A bill proposed in Texas would allow municipalities to legalize cannabis within their borders and direct the state Commission of Licensing and Regulation to adopt all necessary rules for the administration and enforcement of this bill, including licensing, regulation, testing standards, and transportation.
Under the measure, adults 21 and older would be allowed to possess and transport up to 2.5 ounces of cannabis and up to 15 grams of concentrate. At their homes, adults would be allowed to possess or process no more than 10 ounces of cannabis and if any more than 2.5 ounces is in a person’s home, the excess must be securely stored.
In a statement announcing the legislation, State Rep. Jessica González (D) said the bill would allow “local communities to make the best decision for themselves regarding cannabis legalization.”
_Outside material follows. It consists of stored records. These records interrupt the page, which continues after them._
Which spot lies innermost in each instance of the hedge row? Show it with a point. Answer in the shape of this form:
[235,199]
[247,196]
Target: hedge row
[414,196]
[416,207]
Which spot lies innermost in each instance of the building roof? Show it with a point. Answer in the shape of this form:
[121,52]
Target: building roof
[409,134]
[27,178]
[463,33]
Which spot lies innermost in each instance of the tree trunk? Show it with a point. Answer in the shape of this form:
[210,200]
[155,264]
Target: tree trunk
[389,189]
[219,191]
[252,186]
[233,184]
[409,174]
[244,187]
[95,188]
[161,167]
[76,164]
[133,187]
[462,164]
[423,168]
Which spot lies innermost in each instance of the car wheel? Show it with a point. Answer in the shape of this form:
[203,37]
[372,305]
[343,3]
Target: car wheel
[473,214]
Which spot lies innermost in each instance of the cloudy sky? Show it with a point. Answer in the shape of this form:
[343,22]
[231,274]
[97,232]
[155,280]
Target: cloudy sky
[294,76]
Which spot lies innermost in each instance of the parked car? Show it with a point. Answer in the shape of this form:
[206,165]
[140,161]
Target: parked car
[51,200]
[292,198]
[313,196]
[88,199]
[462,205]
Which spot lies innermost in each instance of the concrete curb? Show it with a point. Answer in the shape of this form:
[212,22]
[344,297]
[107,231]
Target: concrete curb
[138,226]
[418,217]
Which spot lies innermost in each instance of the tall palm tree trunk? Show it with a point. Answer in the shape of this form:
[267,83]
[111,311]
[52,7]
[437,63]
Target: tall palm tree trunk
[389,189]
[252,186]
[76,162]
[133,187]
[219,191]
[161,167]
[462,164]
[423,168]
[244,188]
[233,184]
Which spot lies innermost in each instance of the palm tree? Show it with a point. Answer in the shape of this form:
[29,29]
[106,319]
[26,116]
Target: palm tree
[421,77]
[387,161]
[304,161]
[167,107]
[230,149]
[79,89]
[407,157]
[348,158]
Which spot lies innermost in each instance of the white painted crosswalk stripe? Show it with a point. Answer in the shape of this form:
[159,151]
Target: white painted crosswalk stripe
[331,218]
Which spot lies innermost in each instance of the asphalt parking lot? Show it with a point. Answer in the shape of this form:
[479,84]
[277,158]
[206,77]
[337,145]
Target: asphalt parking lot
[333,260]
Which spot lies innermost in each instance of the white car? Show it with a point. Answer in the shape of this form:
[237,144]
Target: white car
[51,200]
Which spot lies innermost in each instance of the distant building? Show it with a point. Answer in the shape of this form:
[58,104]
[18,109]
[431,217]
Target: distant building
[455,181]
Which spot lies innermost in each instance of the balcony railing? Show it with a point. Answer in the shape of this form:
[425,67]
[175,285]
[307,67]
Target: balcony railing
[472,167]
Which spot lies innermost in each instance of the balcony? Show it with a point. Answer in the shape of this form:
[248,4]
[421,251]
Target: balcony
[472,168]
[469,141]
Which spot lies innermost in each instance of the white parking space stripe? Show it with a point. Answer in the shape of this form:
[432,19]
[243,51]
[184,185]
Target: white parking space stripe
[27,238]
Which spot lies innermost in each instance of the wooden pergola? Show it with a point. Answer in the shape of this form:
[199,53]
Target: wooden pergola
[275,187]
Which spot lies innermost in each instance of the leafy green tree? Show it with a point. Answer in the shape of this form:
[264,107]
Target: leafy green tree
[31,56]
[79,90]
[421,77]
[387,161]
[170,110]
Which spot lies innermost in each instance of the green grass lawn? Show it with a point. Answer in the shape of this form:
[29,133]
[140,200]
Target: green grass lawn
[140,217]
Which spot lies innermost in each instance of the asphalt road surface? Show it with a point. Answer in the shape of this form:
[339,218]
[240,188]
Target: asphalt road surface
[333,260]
“Twenty-one states in America have legalized cannabis, and 27 states have decriminalized the use of cannabis. In a recent study, a majority of Texans supported some form of legalization of cannabis use. While Texas has made progress with the Compassionate Use Act, we have been left behind on a potential revenue source that would increase investments in public education, stop unnecessary arrests for cannabis possession, and create jobs in our state.” — González in a press release
The measure would impose a 10% tax on cannabis products and direct the revenue to cannabis regulation (10%), testing and quality control (10%), to participating local governments for oversight purposes (20%), with the remainder earmarked to the Foundation School Fund.
During the midterm elections, five Texas cities – Denton, Elgin, Harker Heights, Killeen, and San Marcos – voted to decriminalize cannabis possession within their borders. Last year, voters in Austin passed similar reforms.